The New Zealand novelist Janet Frame had a rather startling story to tell about the relationship between her work as a writer and her existence as a human being. Writing saved her life, she explained, and she meant it literally. In December 1952, at the age of twenty-eight, after spending more than seven years in and out of various psychiatric institutions—following a suicide attempt in 1945 and a hurried diagnosis of schizophrenia—she was institutionalized again and scheduled for a leukotomy, or prefrontal lobotomy. Her mother had signed the consent form. In anguish and fear Frame was counting down the days till the surgery when her short story collection The Lagoon won what was then New Zealand’s most prestigious literary award, the Hubert Church Memorial Prize.
I repeat that my writing saved me. I had seen in the ward office the list of those “down for a leucotomy,” with my name on the list, and other names being crossed off as the operation was performed. My “turn” must have been very close when one evening the superintendent of the hospital, Dr Blake Palmer, made an unusual visit to the ward. He spoke to me—to the amazement of everyone.

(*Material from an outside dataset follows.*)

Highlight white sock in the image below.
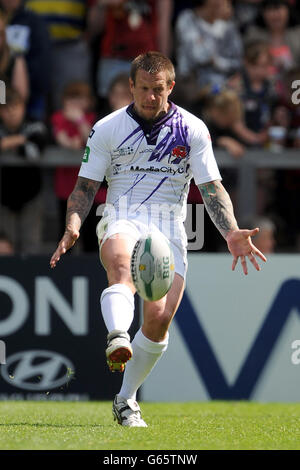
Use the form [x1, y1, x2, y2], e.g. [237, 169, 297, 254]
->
[119, 329, 169, 400]
[100, 284, 134, 333]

As it was my first chance to discuss with anyone, apart from those who had persuaded me, the prospect of my operation, I said urgently, “Dr Blake Palmer, what do you think?”
He pointed to the newspaper in his hand.
“About the prize?”
I was bewildered. What prize? “No,” I said, “about the leucotomy.”

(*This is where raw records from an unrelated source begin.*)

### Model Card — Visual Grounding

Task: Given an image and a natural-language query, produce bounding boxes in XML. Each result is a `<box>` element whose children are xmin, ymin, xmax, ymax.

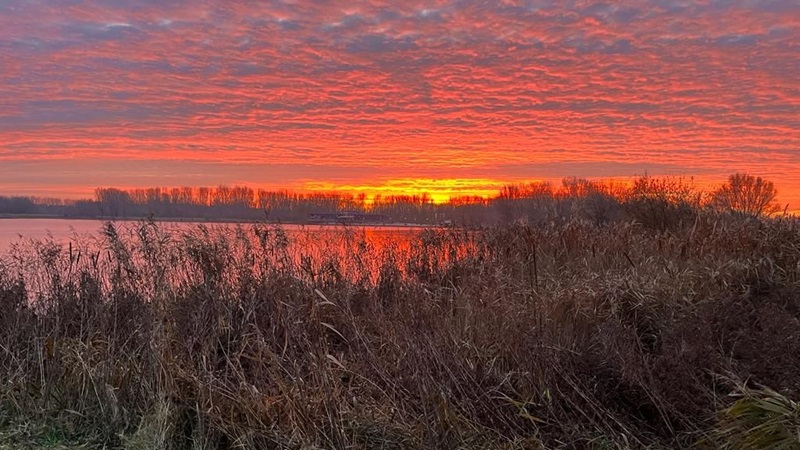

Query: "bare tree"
<box><xmin>712</xmin><ymin>173</ymin><xmax>780</xmax><ymax>217</ymax></box>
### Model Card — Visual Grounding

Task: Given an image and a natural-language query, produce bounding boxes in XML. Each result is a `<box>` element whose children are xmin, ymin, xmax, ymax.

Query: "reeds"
<box><xmin>0</xmin><ymin>213</ymin><xmax>800</xmax><ymax>449</ymax></box>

He looked stern, “I’ve decided that you should stay as you are. I don’t want you changed.”
This last-minute reprieve was the beginning of a slow return to life outside institutions (although Frame would later voluntarily spend two long spells in the Maudsley Hospital in London, where she was told that she did not suffer—and never had—from schizophrenia). She went on to publish eleven novels and numerous short stories, to travel (she lived in Ibiza and England and spent long periods of time in the United States), and to win many more prizes and awards. Eleanor Catton’s assessment of Frame as “the greatest New Zealand writer…utterly herself” is now regularly printed on the covers of her novels. But it is her three-volume autobiography, An Angel at My Table (1982–1985), that readers tend to know, and more familiar still is the 1990 film adaptation, directed by Jane Campion, with an astonishing performance by Kerry Fox as the pathologically shy and fragile grown-up Frame.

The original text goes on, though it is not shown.